Nuestro porcentaje de mujeres trabajadoras no corresponde al nivel económico y los alcances de producción y comercialización deseados para un País perteneciente a la OCDE.

Pero ¿Por qué México tiene un índice tan bajo de mujeres trabajando?

Las mexicanas dedican más del doble de tiempo que los hombres a tareas del hogar y de cuidado, esto hace notar una cultura altamente patriarcal donde el desarrollo personal y profesional de la mujer se deja de lado para poder formar a la familia, para estar en el hogar y desde ahí desarrollar las habilidades para sostener económicamente, emocionalmente y  sin ningún tipo de remuneración económica.

Esto afecta en gran medida el desarrollo del país, de las familias y de la estabilidad emocional de las mujeres.

Tras 10 años de incremento en la participación política de las mujeres, hemos podido hacer notar las grandes deficiencias de la mujer en diversos sectores públicos y esto también ha permitido que se visibilicen malas prácticas y el abandono de los temas de la mujer en cada uno de esos sectores.

Presentar estos sesgos ha permitido avanzar en oportunidades, sin embargo, no ha sido suficiente y con esto también han llegado nuevos retos, se exponen nuevos sesgos y se evidencia como la mujer ha tenido que sobrevivir con condiciones infrahumanas para poder sacar adelante a sus familias y si nos referimos a ellas en lo personal entonces se permea el abandono en que existían.

Esta información permea que las cuotas no han evolucionado hacia acciones para integrar a las mujeres en el mercado laboral, el progreso de las oportunidades económicas para las mujeres ha sido imperceptible.

Y aunque las universidades presumen un poco más del 50% de mujeres dentro de su matrícula, la realidad indica que la tasa de participación económica aumentó alrededor del 12% siendo muy poco en comparación con el aumento de mujeres dentro de las universidades.

¿Qué está pasando entonces con el desarrollo laboral y económico de la mujer? Estacada en la informalidad laboral.

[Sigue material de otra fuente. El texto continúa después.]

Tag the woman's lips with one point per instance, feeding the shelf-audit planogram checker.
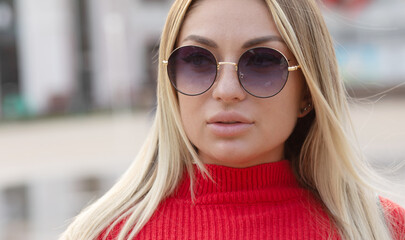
(229, 124)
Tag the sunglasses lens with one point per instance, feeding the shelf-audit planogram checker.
(192, 70)
(263, 72)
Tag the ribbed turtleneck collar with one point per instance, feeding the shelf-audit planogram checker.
(260, 183)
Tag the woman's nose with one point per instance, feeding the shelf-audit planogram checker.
(227, 86)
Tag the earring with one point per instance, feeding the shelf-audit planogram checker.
(308, 107)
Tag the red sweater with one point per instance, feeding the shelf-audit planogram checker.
(260, 202)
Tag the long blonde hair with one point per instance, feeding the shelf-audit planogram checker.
(321, 147)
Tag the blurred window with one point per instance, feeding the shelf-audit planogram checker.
(11, 104)
(15, 199)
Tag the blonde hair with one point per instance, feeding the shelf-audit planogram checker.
(320, 148)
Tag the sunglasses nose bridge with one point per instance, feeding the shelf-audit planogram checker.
(230, 63)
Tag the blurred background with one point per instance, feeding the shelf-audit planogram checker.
(77, 93)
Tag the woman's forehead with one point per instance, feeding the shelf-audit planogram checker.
(229, 21)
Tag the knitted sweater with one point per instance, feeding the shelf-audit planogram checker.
(259, 202)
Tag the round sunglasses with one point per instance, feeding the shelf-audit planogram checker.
(262, 71)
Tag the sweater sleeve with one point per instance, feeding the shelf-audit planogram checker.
(395, 216)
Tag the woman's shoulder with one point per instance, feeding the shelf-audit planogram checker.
(395, 215)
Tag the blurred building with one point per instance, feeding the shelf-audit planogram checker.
(59, 56)
(78, 55)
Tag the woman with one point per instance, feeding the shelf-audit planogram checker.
(251, 138)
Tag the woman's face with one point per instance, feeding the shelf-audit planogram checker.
(227, 125)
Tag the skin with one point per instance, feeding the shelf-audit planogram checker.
(224, 27)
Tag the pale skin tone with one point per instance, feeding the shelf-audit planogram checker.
(226, 27)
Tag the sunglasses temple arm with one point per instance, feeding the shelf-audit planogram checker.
(293, 68)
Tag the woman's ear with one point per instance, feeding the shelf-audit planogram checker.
(306, 104)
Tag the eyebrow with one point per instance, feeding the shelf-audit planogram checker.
(248, 44)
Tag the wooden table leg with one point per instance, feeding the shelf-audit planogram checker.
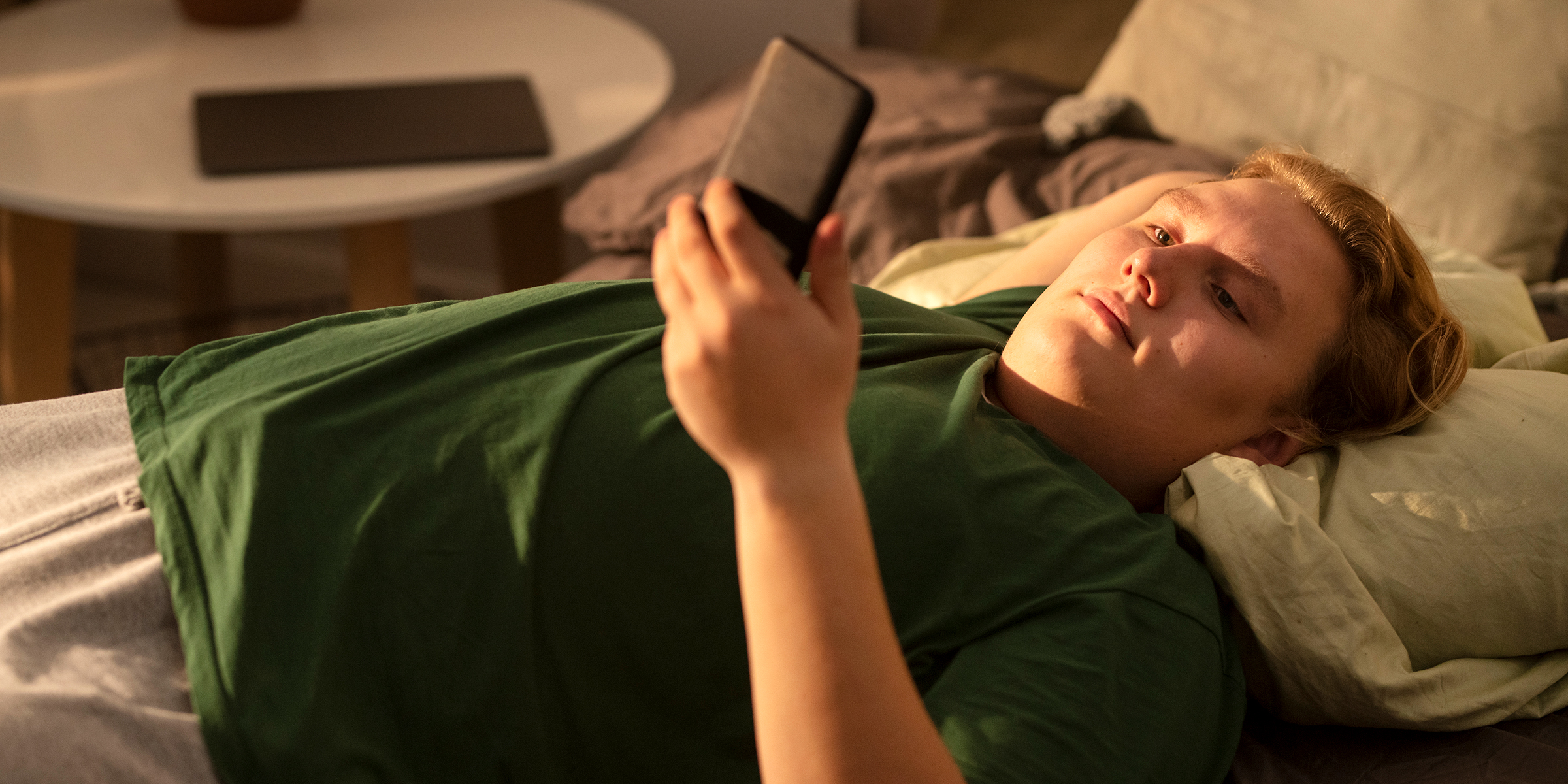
(201, 284)
(38, 276)
(380, 265)
(527, 234)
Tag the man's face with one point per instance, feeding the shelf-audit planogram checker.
(1181, 333)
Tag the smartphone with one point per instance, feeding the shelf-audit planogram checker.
(792, 142)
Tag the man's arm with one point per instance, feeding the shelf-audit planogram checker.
(762, 378)
(1043, 259)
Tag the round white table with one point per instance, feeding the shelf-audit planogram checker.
(96, 127)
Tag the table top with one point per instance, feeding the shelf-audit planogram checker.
(96, 104)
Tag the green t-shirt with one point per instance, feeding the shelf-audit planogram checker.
(471, 542)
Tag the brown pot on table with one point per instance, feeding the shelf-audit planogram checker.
(240, 12)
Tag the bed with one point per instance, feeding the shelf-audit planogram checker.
(958, 170)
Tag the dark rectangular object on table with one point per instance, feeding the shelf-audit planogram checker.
(369, 126)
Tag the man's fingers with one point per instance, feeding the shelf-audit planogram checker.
(741, 242)
(668, 286)
(830, 273)
(702, 267)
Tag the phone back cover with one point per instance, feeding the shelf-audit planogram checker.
(314, 129)
(798, 132)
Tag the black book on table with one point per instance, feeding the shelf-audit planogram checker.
(369, 126)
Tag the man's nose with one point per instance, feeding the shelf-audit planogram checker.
(1149, 270)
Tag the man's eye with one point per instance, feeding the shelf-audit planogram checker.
(1227, 302)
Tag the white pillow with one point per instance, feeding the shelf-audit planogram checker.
(1415, 581)
(1454, 108)
(1494, 304)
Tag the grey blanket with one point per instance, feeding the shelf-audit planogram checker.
(91, 678)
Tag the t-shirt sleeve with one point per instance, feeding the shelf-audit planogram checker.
(1100, 687)
(1000, 310)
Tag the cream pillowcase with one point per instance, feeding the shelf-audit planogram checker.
(1415, 581)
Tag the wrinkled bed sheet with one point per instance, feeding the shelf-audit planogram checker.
(951, 151)
(1527, 751)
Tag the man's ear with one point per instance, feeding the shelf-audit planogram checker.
(1271, 449)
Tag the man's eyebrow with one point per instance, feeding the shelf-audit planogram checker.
(1186, 203)
(1190, 208)
(1260, 281)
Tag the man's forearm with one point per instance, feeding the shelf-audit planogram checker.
(832, 694)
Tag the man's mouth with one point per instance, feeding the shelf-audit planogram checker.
(1107, 312)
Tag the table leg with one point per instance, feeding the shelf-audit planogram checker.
(527, 234)
(38, 276)
(201, 284)
(380, 265)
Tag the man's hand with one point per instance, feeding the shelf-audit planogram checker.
(757, 370)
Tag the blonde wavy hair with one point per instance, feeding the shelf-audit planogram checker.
(1401, 353)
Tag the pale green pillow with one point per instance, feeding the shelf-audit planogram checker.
(1495, 306)
(1415, 581)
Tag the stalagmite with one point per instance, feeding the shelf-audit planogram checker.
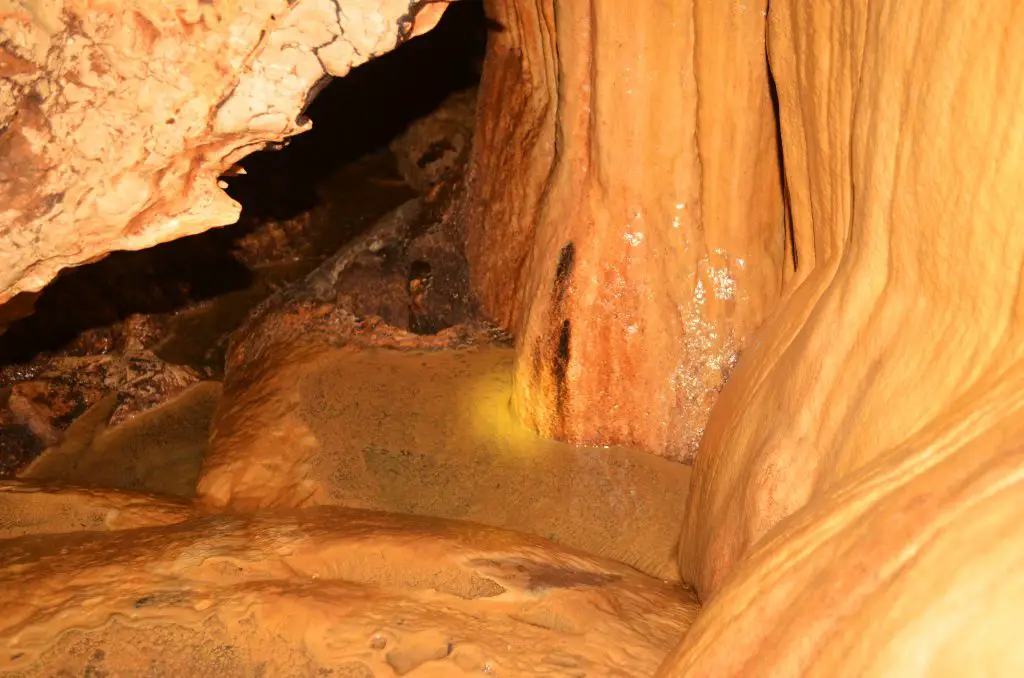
(625, 211)
(118, 118)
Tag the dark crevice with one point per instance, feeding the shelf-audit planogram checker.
(790, 235)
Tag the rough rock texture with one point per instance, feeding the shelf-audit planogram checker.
(437, 145)
(328, 592)
(625, 210)
(909, 566)
(30, 508)
(43, 398)
(160, 451)
(908, 308)
(429, 432)
(116, 119)
(404, 276)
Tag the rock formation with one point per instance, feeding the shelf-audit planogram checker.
(117, 119)
(856, 496)
(323, 592)
(626, 213)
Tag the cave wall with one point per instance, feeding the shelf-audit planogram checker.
(625, 211)
(117, 118)
(903, 136)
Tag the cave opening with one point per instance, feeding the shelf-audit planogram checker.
(167, 312)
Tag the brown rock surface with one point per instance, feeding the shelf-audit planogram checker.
(430, 433)
(29, 508)
(906, 312)
(45, 396)
(908, 566)
(625, 211)
(328, 592)
(117, 119)
(160, 451)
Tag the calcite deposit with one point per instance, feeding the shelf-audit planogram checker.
(626, 212)
(650, 213)
(118, 118)
(326, 592)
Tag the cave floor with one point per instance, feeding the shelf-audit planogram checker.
(345, 510)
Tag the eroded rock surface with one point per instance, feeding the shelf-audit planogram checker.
(625, 211)
(118, 120)
(328, 592)
(43, 398)
(906, 312)
(429, 432)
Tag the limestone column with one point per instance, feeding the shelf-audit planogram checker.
(625, 212)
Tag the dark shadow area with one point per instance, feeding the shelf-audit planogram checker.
(363, 112)
(790, 236)
(353, 117)
(159, 280)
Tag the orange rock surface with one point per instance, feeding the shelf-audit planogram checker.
(905, 312)
(626, 215)
(117, 118)
(327, 592)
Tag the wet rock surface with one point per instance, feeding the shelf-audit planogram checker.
(325, 591)
(46, 396)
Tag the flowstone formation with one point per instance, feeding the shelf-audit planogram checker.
(626, 212)
(117, 119)
(648, 213)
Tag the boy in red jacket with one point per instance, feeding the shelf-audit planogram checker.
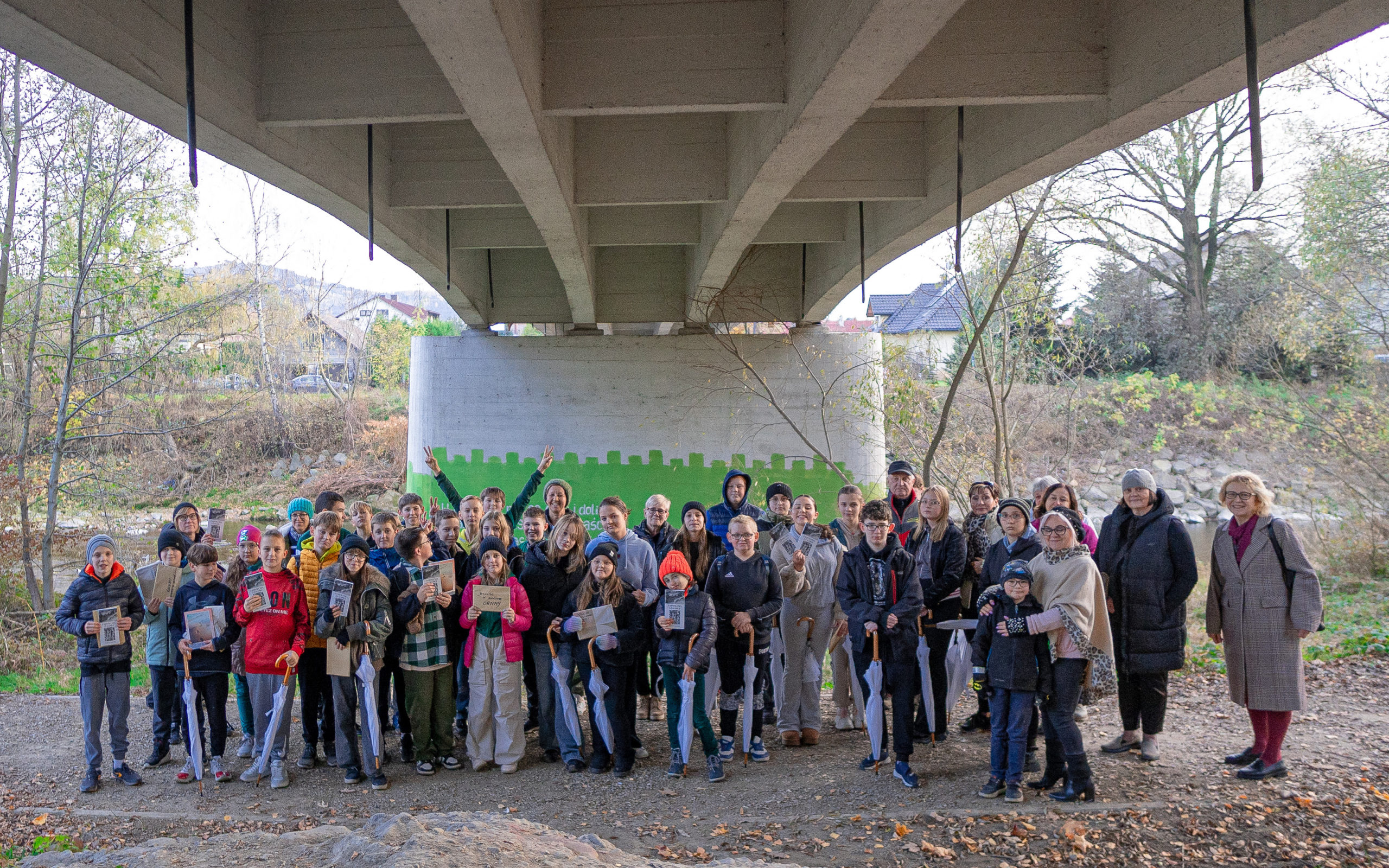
(277, 628)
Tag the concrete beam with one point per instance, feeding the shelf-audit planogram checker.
(604, 58)
(620, 226)
(1009, 52)
(649, 159)
(841, 56)
(131, 55)
(445, 165)
(323, 63)
(492, 58)
(1009, 148)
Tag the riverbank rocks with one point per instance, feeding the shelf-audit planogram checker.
(386, 841)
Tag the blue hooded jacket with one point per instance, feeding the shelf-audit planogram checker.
(723, 513)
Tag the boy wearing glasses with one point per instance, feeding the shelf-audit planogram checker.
(1011, 671)
(880, 592)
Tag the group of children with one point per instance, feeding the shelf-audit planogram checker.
(635, 609)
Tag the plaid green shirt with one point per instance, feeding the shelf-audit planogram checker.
(428, 649)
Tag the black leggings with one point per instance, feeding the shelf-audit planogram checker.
(1059, 718)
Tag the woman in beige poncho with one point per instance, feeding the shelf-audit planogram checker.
(1072, 592)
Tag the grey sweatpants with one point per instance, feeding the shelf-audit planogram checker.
(109, 693)
(263, 703)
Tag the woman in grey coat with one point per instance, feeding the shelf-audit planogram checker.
(807, 561)
(1261, 618)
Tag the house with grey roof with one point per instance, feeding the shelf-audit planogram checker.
(924, 323)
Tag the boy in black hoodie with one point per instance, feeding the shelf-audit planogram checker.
(209, 667)
(880, 592)
(1013, 671)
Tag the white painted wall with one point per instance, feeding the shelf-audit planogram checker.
(598, 395)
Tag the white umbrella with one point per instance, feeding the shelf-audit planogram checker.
(924, 664)
(812, 670)
(195, 732)
(599, 688)
(959, 666)
(872, 709)
(686, 725)
(749, 699)
(276, 714)
(562, 686)
(778, 667)
(367, 674)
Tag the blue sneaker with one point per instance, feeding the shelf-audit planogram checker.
(903, 773)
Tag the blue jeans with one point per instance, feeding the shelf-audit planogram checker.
(1010, 716)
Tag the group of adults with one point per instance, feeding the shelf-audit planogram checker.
(1138, 570)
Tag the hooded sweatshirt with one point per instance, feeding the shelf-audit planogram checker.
(723, 513)
(279, 627)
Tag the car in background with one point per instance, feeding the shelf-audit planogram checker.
(316, 382)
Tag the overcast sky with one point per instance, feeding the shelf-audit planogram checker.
(313, 237)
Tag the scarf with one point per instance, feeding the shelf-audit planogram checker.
(1242, 535)
(1065, 554)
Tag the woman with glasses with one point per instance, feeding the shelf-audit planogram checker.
(939, 547)
(1263, 601)
(1149, 566)
(1072, 592)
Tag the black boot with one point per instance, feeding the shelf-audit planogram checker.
(1055, 768)
(1078, 785)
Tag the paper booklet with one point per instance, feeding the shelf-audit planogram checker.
(598, 621)
(256, 586)
(492, 598)
(341, 596)
(674, 610)
(107, 633)
(339, 660)
(441, 574)
(202, 627)
(216, 522)
(159, 581)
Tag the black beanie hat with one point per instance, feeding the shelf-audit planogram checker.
(170, 538)
(777, 488)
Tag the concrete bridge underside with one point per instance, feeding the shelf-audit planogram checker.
(623, 162)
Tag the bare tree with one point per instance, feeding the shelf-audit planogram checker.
(1169, 203)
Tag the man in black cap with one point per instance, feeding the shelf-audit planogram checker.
(902, 499)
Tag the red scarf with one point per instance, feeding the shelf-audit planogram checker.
(1242, 537)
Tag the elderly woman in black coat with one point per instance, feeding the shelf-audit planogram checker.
(1149, 567)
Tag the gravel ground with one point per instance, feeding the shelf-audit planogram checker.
(807, 806)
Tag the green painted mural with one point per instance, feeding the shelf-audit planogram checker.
(635, 480)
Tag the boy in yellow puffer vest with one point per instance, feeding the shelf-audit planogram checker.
(316, 691)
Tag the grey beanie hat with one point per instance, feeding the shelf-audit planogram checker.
(98, 542)
(1138, 478)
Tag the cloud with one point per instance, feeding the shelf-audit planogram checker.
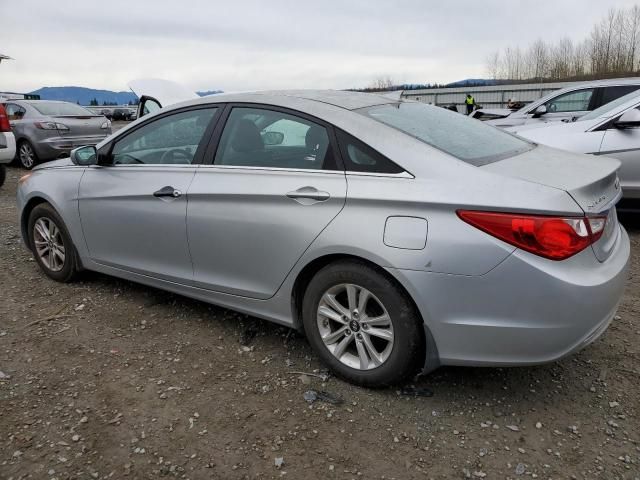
(245, 45)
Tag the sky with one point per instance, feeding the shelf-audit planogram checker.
(275, 44)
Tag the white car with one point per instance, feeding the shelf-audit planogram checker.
(612, 130)
(566, 104)
(7, 143)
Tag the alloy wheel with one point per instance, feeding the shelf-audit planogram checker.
(27, 155)
(355, 326)
(48, 243)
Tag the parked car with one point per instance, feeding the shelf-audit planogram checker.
(46, 129)
(561, 105)
(361, 220)
(612, 130)
(7, 144)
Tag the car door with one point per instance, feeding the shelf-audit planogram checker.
(133, 205)
(624, 144)
(274, 184)
(564, 107)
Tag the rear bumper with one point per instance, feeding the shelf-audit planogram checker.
(55, 147)
(526, 311)
(7, 147)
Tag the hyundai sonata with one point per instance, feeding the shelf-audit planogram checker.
(397, 236)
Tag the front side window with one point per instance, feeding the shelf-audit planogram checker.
(61, 109)
(173, 139)
(465, 138)
(257, 137)
(570, 102)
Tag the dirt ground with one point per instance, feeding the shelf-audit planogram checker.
(108, 379)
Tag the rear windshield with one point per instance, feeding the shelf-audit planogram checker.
(60, 109)
(610, 107)
(470, 140)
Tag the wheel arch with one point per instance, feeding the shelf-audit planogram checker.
(304, 276)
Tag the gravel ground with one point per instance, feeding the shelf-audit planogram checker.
(105, 379)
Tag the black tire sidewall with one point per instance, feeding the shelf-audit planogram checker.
(408, 335)
(68, 270)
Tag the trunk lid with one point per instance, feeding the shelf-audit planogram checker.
(591, 181)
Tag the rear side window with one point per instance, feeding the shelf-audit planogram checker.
(610, 94)
(359, 157)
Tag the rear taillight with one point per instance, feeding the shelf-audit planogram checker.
(4, 120)
(555, 238)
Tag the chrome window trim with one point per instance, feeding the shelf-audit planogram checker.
(308, 170)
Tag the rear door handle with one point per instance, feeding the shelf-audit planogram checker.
(167, 191)
(308, 195)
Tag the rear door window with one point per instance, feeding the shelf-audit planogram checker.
(259, 137)
(610, 94)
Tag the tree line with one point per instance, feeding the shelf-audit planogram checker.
(612, 49)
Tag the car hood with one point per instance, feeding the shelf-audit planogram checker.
(63, 162)
(591, 181)
(165, 91)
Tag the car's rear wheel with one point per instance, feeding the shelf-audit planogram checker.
(27, 155)
(51, 244)
(362, 324)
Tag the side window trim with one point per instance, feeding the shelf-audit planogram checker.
(105, 153)
(212, 148)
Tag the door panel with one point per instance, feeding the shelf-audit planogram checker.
(246, 233)
(127, 227)
(624, 144)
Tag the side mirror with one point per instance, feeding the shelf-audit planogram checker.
(538, 112)
(273, 138)
(629, 119)
(84, 156)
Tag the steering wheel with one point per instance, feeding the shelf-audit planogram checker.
(173, 156)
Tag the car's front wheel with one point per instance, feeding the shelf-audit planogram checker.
(362, 324)
(51, 244)
(27, 155)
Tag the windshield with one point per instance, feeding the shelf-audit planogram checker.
(56, 109)
(465, 138)
(610, 107)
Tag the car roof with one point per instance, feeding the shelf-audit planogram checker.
(337, 98)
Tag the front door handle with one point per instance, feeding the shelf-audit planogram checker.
(167, 191)
(308, 195)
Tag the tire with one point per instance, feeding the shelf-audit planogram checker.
(393, 358)
(41, 219)
(27, 157)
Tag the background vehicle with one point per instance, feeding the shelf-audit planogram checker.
(612, 130)
(562, 105)
(317, 210)
(45, 130)
(7, 144)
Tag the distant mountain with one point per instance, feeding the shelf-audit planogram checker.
(84, 96)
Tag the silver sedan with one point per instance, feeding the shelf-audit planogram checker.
(397, 236)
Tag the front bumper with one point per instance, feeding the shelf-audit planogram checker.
(56, 147)
(526, 311)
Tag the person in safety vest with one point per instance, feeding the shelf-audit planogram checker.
(470, 102)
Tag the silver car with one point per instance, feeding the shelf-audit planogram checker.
(564, 105)
(397, 236)
(612, 130)
(46, 129)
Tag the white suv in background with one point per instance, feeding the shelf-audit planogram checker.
(7, 144)
(566, 104)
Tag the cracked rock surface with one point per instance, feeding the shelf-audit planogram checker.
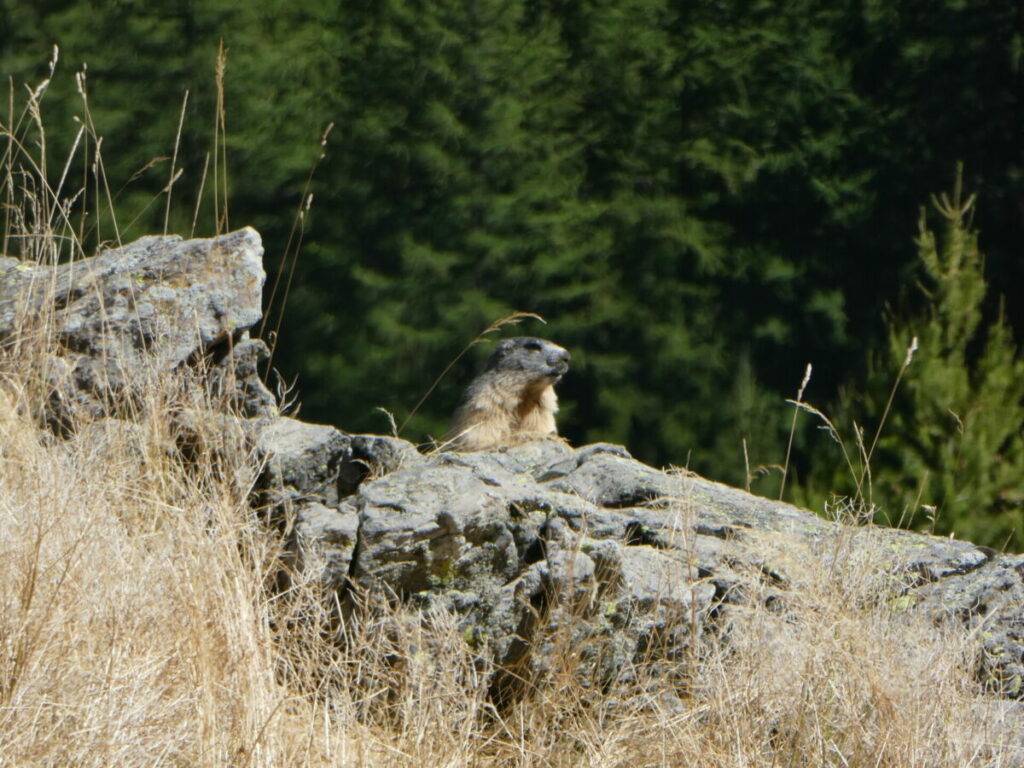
(625, 556)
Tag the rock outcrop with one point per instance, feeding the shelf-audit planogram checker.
(627, 559)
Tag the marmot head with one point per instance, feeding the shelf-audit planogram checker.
(526, 353)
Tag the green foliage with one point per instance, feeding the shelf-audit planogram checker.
(698, 198)
(950, 454)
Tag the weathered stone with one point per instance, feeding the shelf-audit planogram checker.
(303, 460)
(126, 316)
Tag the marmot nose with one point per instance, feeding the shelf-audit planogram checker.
(560, 355)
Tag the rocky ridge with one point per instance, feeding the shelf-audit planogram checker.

La pandemia aportó a perder toda una generación de mujeres laborando, implica una pérdida del avance de más de 15 años de esfuerzos de dignificar el esfuerzo de la mujer y su trabajo.

 

Existe un punto clave para avanzar en temas de incorporación de la mujer a la economía nacional y es la capacidad de los países de la OCDE para atraer a más mujeres a esa economía; los 37 países miembros de la OCDE y sus socios clave representan alrededor del 80% del comercio y de las inversiones mundiales. Abarcan gran parte del territorio mundial, desde América del Norte y del Sur hasta Europa y Asia-Pacífico, este panorama los convierte en países de referencia que establecen estándares de calidad en diferentes áreas, sobre todo de comercio e inversión. Además, permite contar con una variedad de estadísticas sobre temas de sociedad, educación, género y datos macroeconómicos.

El hecho de que las mujeres, que no tienen oportunidad de trabajar, se relaciona con la falta de un sistema de cuidados o condiciones laborales incluyentes.

En México el mayor rezago está en las barreras para entrar y ascender en el sector privado donde solo representan el 9% de los consejos de administración, contra un 35% efectivo en la plantilla laboral y a esto agregamos que, por cada 100 pesos que gana un hombre, una mujer gana solo 81 pesos.

Las mujeres de la OCDE destinan gran parte del tiempo al trabajo en el hogar, pero en las mexicanas esta carga es mayor llegando a destinar 2.5 veces más horas al trabajo del hogar y de cuidado que los hombres. En contraste, en los países de la OCDE la proporción promedio es de 1.93.